On pg. 113 of "The Software Optimization Cookbook" it says:
"Each row has been designed to hold unique 2-kilobyte or 4-kilobyte blocks of memory, based upon the row number and the memory address, to speed up the time it takes to determine a cache hit. If all 256 lines could hold any memory location, the processor would have to test all 256 lines to determine a cache hit. But, by assigning each row a specific range of possible addresses, the processor tests only eight lines to determine a cache hit."
This lead me to believe that the processor works the way I think it does...
Also, Raf, come onto #tbb sometime, it would be interesting to have some discussions with you!
I noticed I should have been more precise in my previous post: "I would think that any cache line/sector can be used for any part of memory" was not meant to imply a fully associative cache, but any
But if any of that is wrong (please check for yourself!), I would very much like to be educated. And thanks for the invitation, but this forum should be enough for me (provided it doesn't get enough of me!).
(Added) Oops! Any other mistakes?
Thanks everyone for answering my questions, and helping out while I learn these low-level details.
Yes, as you may now realize, your attempts to squeak some extra performance out of the cache may have, depending on how regular was your dispersal, caused an increase of contention between the cache lines, if those locations in VM happened to resolve to the same tag, thus filling up the ways faster.

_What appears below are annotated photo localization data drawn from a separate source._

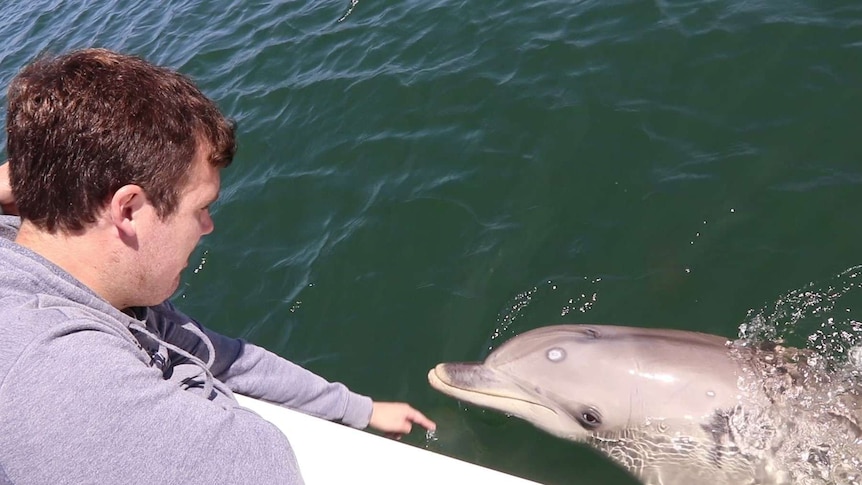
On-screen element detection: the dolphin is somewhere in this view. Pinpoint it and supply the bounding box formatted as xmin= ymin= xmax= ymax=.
xmin=428 ymin=324 xmax=862 ymax=485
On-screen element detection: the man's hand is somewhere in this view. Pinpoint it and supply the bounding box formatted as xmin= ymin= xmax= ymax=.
xmin=368 ymin=402 xmax=437 ymax=440
xmin=0 ymin=163 xmax=17 ymax=215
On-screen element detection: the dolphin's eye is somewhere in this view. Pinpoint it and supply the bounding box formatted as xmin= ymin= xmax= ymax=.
xmin=583 ymin=328 xmax=600 ymax=339
xmin=576 ymin=408 xmax=602 ymax=429
xmin=546 ymin=347 xmax=566 ymax=362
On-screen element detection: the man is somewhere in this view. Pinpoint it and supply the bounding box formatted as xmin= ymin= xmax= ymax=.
xmin=0 ymin=49 xmax=435 ymax=484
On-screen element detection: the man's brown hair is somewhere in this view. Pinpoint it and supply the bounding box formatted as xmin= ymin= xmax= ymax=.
xmin=5 ymin=48 xmax=235 ymax=232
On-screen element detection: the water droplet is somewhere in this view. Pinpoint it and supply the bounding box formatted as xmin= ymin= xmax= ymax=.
xmin=423 ymin=429 xmax=439 ymax=449
xmin=849 ymin=346 xmax=862 ymax=369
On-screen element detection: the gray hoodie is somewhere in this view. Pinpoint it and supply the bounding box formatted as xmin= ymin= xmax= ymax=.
xmin=0 ymin=215 xmax=373 ymax=484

Here's a real question, directly relevant to how programmers should reason about locality issues: does false sharing happen between sectors (worse because sectors are bigger) or between lines (same sector happily residing in more than one processor cache, one line dirty in one processor and another line dirty in another processor), and is that always so or dependent on how cache coherency logic is implemented? I didn't read those documents in detail, and so there may be an explicit statement that I have missed, but there are a few places that would lead me to suspect that false sharing could be between 64-byte lines, not between 128-byte sectors, in contradiction with what I think I have heard from TBB. The clearest may be in the second document, at 2.2 C).
Nicest new idea I learned from these documents (the second one, actually): decoupled sectored caches.